Eğer bu yazıyı yazarsam
gözlerini anlatmaya çalışırım ama anlatamam ve biraz daha gömülürüm yalnızlığa.
Gözlerini anlatabildiğimi düşün mesela. Göz bebeğindeki her çizgiyi anlatmam
gerekir. Her çizgiden sorumlu olan acıları sıralamalıyım. Daha sonra
bakışlarını ve her bakışın anlamını da anlatmalıyım. Yapamam ki bunları ben. Bir
hikâye anlatsam burada içinde bulutlar olsa, mesafeler olsa. Sonra bir tutam
yalnızlık serpiştirsem hikâyenin üzerine. Bir kurbağa ve 3 tane de cüce olsa.
Sonra kukla olmak isteyen bir çocuk olsa bir de kendini kuleye hapsetmiş bir
prenses. Cücelerin baltaları, kurbağanın ayakları, çocuğun dişleri ve prensesin
saçları olmasa.
Kötü cadının bütün
kötülüğü dedikodusundan gelse. Atsız bir şövalye olsa mesela hiçbir yere yetişemese
kaçırsa tüm savaşları. Şövalyenin kılıcı kırılmış, kalkanı parçalanmış olsa ama
savaşmaktan olmasa bunlar. Düşman yerine duvarlara vursa hep. Prenses
kulesinden atlamanın planları yaparken kurbağa bacak nakli için para
biriktirse. Cüceler de pazarda kelliğe çare olan ilaçlardan satsa. Anlamı
olmasa hiçbir cümlenin, hiçbir satırın.
Kötü cadı prensesin o
kadar dedikodusunu yapsa ki prenses kulesinden dışarı çıkmak istemese. Bu
esnada asla var olmayan bir ülkenin yakışıklı olmayan prensi kendi
gerçekliğinden şüphe etse. Diş perisinin dişler karşılığında verecek hiç parası
olmasa ve ejderha biraz altın bulabilmek ümidiyle dişlerini söküp yastığının
altına koysa. Kötü kalpli kont, şövalyeye onu öldürmesi için yalvarsa. Mutsuzluk
hâkim olsa o topraklara. Masallar hiç başlamasa, hiç anlatılmasa mutlu sonlar.

Sonra olmayan ülkenin
prensi kapı kapı dolaşıp yalanlar satmaya başlasa yaptığı işten nefret edip.
Kulenin kapısını çaldığı sırada prensesi görse. Ona ilk olarak “her şey güzel
olacak” yalanını satsa. Sonra oturup acı bir kahve içseler birlikte. Prenses
olmayan ülkeye gitmek istese prensin ona verecek hiçbir yalanı olmasa. Daha
sonra prens ona olmayan ülkeye gitmek için kuleden atması gerektiğini söylese
ve ikisi birlikte atlasalar ama ölmeseler. Olmayan bir ülkeye gitseler mesela. Olmayan
ülkede olmayan kuralların arasında yaşasalar. Prens prensesin elini tutsa
mesela. Sonra ellerine şişlerini alıp beraberce gerçeklik üretmeye başlasalar.

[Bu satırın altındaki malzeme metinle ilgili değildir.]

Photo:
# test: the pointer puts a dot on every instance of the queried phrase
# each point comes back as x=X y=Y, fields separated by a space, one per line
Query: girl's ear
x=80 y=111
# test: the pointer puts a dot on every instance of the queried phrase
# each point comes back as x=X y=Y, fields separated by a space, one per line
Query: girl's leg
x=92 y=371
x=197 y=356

Bütün bir şehrin üzerini örtecek kocaman bir gerçeklik örtüsü yapsalar. O örtünün üzerine aşktan resimler çizseler. Kimse anlamasa onları ama
umursamasalar. Gerçek bir tepenin üzerine oturup bulutları seyretseler. El ele
tutuşup birbirlerinin gözlerinin içine baksalar ve yaşadıklarına aşk adını
verseler.
Birlikte bir hikâyenin
sonuna gitseler ve son kelimenin bitiminde otursalar. Bunların hepsi anlatsam
mesela gözlerinin ne kadarını anlatmış olurum. Her cümle göz bebeğindeki bir
başka çizgiydi desem ne kadar inanırsın bana. Bu yüzden yazmak zor benim için.

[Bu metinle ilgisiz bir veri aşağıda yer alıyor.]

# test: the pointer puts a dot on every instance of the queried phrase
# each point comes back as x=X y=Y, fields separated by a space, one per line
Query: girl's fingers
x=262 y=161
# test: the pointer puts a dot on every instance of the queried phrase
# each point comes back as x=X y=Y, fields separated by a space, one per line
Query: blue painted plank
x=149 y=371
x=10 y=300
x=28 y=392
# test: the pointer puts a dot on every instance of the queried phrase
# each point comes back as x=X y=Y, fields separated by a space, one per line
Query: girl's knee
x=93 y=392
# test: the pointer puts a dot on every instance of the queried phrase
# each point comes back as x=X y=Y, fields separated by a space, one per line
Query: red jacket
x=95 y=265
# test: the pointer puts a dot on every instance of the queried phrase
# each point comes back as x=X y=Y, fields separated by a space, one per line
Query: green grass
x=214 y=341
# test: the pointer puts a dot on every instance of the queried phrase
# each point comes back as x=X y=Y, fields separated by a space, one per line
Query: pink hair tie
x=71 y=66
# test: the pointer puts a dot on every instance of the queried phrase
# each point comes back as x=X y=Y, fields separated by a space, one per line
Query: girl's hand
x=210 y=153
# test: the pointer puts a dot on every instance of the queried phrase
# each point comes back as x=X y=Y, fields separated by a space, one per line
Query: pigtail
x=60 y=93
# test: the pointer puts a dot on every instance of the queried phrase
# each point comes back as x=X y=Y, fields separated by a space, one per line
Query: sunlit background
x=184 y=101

Her cümlede karşılaşıyorum seninle ve ben yine konuşmayı unutuyorum. Söylemek
istediğim kelimeler siliniyor sözlüğümden ben kalanlarla yazı yazmaya
çalışıyorum. Anlamsız öyküler çıkıyor sonra ortaya. Ben anlatamıyorum, sen
bilmiyorsun. Olmayan bir ülkeye gidelim seninle, konuşmayalım. Bir gerçeklik
örtüsü örtelim üzerimize üzerinde aşktan motifler olsun.